Immigration, particularly small boats crossings of the Channel, has become a huge political issue
AFP News

At a 'Protect Our Women' rally led by the right, a UK woman revealed that her rapists were white, not immigrants—and the crowd booed. The reaction exposed the hollowness of the conservatives' supposed advocacy for women: an obsession with the 'migrant rapist' myth so implicit that truth itself is rejected when it doesn't fit the narrative. Yet the data is clear: her claim aligns with reality.

In a sea of sensational headlines and agenda-driven tabloids, fearmongering has reached new politicized heights. At the center of the storm: migrants. The UK's Conservative-leaning public—overwhelmingly white—has long carried an anti-immigrant stance, but in recent months that rhetoric has intensified.

The 'Save the Kingdom' rally stands as a marker of the movement's growing traction. And what fuels these cries from Conservative England? Time and again, politically charged narratives that target migrant communities. Most common among them: the claim that four in ten rape charges involve foreign nationals, with prominent institutions reporting such data. Yet the authenticity of such a statistic is, at best, murky—and at worst, deliberately misleading.

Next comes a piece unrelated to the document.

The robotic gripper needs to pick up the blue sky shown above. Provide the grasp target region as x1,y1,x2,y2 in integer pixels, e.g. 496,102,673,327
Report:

The Myth of the Migrant Rapist

The stereotype of migrants as sexual predators is relentlessly propagated across political and media spheres—a narrative that demands awareness before it embeds itself deeper into public consciousness. The Telegraph, The Sun, Daily Mail, and Daily Express have all circulated the claim that four in ten rape charges involve foreign nationals, despite the absence of robust evidence.

These same tabloids also fixate on individual cases of migrant offenders, while similar crimes committed by white Britons rarely generate comparable headlines. After all, they lack the same clickbait punch. This selective amplification has been echoed by figures such as Nigel Farage, Suella Braverman, and Rishi Sunak, who have often referenced grooming gangs and the supposed perils of multiculturalism.​

While statistics on migration status and rape are limited, one fact is clear: there is no credible evidence that immigration drives higher rates of sexual violence. The Office for National Statistics does not publish data on sexual offences by ethnicity or nationality, meaning the oft-cited '40%' figure has no grounding in ONS findings. Peer-reviewed studies likewise show no correlation between immigration and violent crime (including rape) in the UK.

This includes work by the London School of Economics (2013), the Institute of Labor Economics (2013), and the Oxford Migration Observatory (2020). For context, migrants make up around 37% of London's population, and disproportionately are younger males—demographics that already overrepresent in crime statistics regardless of nationality. Even if 40% of charges were migrant-linked, such a figure would not, on its own, indicate disproportionality. However, no reliable evidence exists to suggest that migrants are more likely to commit rape.

White Britons Are Overrepresented

If anything, white British nationals are overrepresented in rape and sexual offence statistics. Ministry of Justice conviction data (2011–2016, 2018–2023) shows that the majority of those convicted of sexual offences were white. Likewise, child sexual abuse figures from 2023 reveal that 90% of defendants charged were from white ethnic groups.

While high-profile scandals such as the Rotherham or Rochdale cases highlighted overrepresentation of Pakistani-heritage men in certain localities, this was not reflective of national trends. These incidents, though statistically rare, gain symbolic power because they tap into pre-existing fears and are continuously amplified by media narratives, giving them undue prominence in public perception. Instead, the media's disproportionate focus on such cases has served to fuel conservative anti-immigrant rhetoric rather than reflect the broader statistical reality.

immigration protest
PHOTO: X VIA @BFirstParty

​Weaponizing rape to vilify immigrants doesn't just endanger migrant communities—it endangers all survivors of sexual violence. The circulation of misleading statistics and sensational reporting fosters implicit bias within the justice system, skewing policing priorities and potentially softening accountability for white offenders.

Survivors, most of them women, should not be selectively heard only when their pain can be twisted into fuel for xenophobia. Dog-whistle narratives that tie immigration to rape do nothing to protect women; they only distract from the real crisis: the UK's systemic failure to prevent sexual violence and deliver justice across all communities.